When we talk about big data, we need to recognize that the learning algorithm that deals with anomaly detection should employ predictive analytics as much as possible while excluding human involvement. These systems should be taught to forecast.
Fraud is a highly adaptable and technologically sophisticated crime. That is why, as additional technologies enter the market, the instruments for detecting and combating fraud should become increasingly sophisticated. Knowledge Discovery in Databases (KDD), Data Mining, Machine Learning, and Statistics are examples of cutting-edge intelligent data analysis methodologies for fraud detection systems.
The following are the primary Artificial intelligence for FinTech employed by financial fraud detection software businesses:
- Data mining is a process for structuring data (classifying, clustering, and segmenting) and automatically discovering relationships and rules in data that may indicate intriguing patterns, especially those connected to fraud.
- Expert systems will be used to develop rules for identifying fraud.
- Pattern recognition is used to find approximate classes, clusters, or patterns of questionable behavior either automatically (unsupervised) or in response to supplied inputs.
- Machine learning algorithms are used to find odd patterns in datasets that can be indicators of fraud automatically (without the assistance of a human analyst).
- Neural networks may be trained to detect suspicious patterns in samples.
Why Is Fraud Detection Important In Fintech?
As the amount of electronic transactions rises, identifying and detecting fraud via traditional methods and data analysis becomes increasingly difficult. Because fraud gets more complex and technologically savvy while creating goods, end-users are unable to defend themselves.
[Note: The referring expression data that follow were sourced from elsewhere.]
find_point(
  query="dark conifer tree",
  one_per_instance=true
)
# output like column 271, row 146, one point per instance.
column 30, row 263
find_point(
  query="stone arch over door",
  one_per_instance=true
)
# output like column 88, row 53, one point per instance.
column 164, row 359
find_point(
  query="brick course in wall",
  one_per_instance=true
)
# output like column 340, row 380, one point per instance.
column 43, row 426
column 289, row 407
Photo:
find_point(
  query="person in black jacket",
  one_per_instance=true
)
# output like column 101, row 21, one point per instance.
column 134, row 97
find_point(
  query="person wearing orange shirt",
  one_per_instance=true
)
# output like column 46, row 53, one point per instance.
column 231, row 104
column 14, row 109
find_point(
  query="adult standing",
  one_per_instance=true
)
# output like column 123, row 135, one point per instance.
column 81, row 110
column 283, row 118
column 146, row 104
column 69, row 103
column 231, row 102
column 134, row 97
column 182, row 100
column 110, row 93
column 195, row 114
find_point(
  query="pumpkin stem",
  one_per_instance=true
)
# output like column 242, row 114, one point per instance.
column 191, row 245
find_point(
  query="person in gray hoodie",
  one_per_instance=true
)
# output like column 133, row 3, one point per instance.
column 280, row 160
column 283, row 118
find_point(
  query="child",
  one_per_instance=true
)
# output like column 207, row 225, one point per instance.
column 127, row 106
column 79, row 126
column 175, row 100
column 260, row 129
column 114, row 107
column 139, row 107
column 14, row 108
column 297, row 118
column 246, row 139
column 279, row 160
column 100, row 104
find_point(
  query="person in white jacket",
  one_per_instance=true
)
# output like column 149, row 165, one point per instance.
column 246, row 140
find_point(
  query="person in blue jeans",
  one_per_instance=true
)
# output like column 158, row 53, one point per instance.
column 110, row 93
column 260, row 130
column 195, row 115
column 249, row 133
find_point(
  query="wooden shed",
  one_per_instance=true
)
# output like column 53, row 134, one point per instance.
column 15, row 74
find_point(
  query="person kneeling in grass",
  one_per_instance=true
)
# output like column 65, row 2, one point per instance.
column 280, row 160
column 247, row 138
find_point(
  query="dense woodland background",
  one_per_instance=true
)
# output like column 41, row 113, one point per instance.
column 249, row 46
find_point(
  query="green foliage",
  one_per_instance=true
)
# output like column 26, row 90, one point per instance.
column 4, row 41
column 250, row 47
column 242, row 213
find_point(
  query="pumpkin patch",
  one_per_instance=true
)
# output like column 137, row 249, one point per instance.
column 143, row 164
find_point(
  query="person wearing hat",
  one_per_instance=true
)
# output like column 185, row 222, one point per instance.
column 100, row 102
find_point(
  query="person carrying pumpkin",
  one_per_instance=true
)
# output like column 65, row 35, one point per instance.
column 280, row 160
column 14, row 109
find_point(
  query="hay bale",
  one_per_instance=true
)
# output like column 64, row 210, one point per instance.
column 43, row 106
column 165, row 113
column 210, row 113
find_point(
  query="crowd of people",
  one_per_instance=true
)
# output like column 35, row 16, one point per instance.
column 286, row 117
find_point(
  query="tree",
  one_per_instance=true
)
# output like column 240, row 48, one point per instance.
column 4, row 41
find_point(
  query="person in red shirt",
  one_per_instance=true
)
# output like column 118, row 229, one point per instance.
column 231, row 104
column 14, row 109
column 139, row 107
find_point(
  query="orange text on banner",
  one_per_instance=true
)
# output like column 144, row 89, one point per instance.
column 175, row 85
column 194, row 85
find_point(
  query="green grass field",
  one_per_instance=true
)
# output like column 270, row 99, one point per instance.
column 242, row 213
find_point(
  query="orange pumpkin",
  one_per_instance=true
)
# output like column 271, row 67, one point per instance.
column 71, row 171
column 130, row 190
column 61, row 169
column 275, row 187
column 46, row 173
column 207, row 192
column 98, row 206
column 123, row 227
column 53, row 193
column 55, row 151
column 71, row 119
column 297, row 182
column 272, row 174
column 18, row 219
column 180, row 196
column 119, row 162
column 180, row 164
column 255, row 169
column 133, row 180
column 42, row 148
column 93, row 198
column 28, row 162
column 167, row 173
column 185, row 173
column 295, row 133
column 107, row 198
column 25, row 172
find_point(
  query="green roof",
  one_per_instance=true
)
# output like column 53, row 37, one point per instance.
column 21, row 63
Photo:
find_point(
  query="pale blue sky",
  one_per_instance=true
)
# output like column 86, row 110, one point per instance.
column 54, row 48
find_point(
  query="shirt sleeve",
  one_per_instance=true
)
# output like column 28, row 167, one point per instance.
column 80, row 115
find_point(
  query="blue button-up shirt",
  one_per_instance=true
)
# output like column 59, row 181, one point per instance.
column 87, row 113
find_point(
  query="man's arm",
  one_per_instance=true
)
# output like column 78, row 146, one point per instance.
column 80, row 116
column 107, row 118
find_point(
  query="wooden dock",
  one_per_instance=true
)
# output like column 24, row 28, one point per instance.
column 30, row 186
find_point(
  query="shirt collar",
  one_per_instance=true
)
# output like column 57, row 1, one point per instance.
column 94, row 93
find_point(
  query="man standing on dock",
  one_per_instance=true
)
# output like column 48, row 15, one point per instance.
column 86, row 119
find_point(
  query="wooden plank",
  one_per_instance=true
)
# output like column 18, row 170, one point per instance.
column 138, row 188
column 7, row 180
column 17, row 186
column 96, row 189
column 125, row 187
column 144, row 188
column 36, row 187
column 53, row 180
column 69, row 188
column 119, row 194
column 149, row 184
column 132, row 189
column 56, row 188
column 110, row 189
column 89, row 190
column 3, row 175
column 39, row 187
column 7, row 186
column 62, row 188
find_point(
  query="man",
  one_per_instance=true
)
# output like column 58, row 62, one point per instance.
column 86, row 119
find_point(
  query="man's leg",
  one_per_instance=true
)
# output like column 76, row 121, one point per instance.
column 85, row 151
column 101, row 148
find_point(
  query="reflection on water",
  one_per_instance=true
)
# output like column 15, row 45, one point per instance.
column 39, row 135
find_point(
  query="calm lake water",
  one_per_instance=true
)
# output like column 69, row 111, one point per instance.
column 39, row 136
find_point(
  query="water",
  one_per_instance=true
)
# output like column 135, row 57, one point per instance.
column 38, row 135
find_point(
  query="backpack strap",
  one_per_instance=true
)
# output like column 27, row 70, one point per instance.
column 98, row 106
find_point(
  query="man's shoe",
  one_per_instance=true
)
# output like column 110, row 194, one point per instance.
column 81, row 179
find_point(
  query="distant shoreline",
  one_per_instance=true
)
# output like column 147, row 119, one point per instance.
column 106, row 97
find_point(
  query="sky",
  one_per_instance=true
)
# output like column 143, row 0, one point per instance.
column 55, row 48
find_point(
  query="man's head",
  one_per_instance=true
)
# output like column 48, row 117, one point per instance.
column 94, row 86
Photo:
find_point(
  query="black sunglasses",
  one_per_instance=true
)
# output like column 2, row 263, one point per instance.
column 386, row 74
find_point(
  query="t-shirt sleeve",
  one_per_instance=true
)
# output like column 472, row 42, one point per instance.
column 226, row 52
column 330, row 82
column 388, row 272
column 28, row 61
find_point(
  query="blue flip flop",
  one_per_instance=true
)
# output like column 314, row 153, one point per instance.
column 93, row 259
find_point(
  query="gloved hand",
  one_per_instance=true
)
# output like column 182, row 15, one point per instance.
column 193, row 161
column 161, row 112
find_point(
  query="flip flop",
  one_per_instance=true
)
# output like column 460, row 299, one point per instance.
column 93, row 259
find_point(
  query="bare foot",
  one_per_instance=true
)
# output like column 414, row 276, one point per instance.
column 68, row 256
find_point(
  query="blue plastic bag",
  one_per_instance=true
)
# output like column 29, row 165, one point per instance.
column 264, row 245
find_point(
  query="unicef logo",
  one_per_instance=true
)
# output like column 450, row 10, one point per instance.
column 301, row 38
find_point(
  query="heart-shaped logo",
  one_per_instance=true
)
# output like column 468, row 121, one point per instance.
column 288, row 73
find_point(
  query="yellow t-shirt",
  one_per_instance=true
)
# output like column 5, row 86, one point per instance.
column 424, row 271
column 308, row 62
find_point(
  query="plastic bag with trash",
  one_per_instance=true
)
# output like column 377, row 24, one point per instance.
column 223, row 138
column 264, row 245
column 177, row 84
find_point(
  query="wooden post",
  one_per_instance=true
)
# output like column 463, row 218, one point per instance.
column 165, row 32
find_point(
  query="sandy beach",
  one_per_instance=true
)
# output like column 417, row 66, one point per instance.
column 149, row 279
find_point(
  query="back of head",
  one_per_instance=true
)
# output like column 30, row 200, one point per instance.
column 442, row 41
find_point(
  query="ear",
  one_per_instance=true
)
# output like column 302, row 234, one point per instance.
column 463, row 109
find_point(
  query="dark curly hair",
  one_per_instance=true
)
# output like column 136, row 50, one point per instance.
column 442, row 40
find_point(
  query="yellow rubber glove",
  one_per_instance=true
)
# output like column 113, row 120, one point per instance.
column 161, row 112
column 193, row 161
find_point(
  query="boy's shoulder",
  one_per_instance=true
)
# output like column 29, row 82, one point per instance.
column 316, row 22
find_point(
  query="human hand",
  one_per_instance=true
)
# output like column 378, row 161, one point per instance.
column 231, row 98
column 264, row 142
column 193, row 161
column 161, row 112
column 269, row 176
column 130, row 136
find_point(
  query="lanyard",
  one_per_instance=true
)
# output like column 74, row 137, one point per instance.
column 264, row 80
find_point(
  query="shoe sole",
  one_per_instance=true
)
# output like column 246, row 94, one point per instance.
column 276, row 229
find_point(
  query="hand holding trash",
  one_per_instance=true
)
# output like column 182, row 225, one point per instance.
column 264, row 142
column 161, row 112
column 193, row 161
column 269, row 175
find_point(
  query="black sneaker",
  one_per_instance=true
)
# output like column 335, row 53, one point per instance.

Fraud prevention regulations, such as the UK’s Fraud Act 2006, the US’s 18 U.S. CODE, and the Insurance Frauds Prevention Act, specify that financial service providers are legally liable for fraud damages, which raises the cost of doing business.
The amount of data in every business is increasing dramatically, which increases the issue of identifying fraud in fintech ventures. Machine learning systems are required to deal with massive volumes of data. Deep learning payments fraud detection, which employs a variety of machine learning-based algorithms (both supervised and unsupervised), enables the discovery of concealed fraud scenarios and well-hidden correlations in data.
5 Major Areas Of Financial Fraud In The Finance Sector
Before we get into the specifics of machine learning in the financial industry, let’s look at the several areas where financial fraud detection software may help banking and financial organizations.
1. Credit Card Fraud
In today’s increasingly digital environment, credit card theft is rather widespread. This sort of financial fraud involves the theft of debit or credit card details using insecure internet connections.
Machine learning algorithms aid in determining which activities are permissible and which are not. If someone tries to trick the system, an ML model may notify the bank and take corrective action.
2. Email Phishing
This is a form of cybercrime in which attackers send fraudulent emails with website URLs to users. Because these emails appear to be legitimate and real, anybody can misinterpret them and submit vulnerable data, putting them in danger.
To avoid such scenarios, you can utilize machine learning-based automated approaches for identifying phishing. These approaches are based on traditional Machine Learning techniques for classification and regression.
3. Insurance Claims
Insurance fraud commonly involves false claims for automobile damage, property damage, and even unemployment. Insurance firms invest a significant amount of time and resources validating each claim to reduce such fraud. However, this method is costly and vulnerable to hacking.
Because of its improved pattern recognition skills, machine learning aids in the resolution of insurance claims and the detection of fraudulent claims. Also know the top 10 FinTech trends that are reshaping the insurance industry.
4. Mobile fraud
The use of machine learning in anti-fraud systems is especially important as payment methods grow beyond physical cards and into the domain of mobile phones.
Smartphones now have NFC chips, allowing consumers to pay for goods using only their phones. This implies that your smartphone is vulnerable to hacking and other cyber risks. Machine learning in finance is an efficient technique for detecting odd activity for each user, reducing the danger of mobile fraud.
5. Identity Theft
If a cybercriminal is involved, information such as the user’s name, bank details, passwords, login credentials, and other very sensitive information are all at risk. Identity theft endangers both persons and businesses.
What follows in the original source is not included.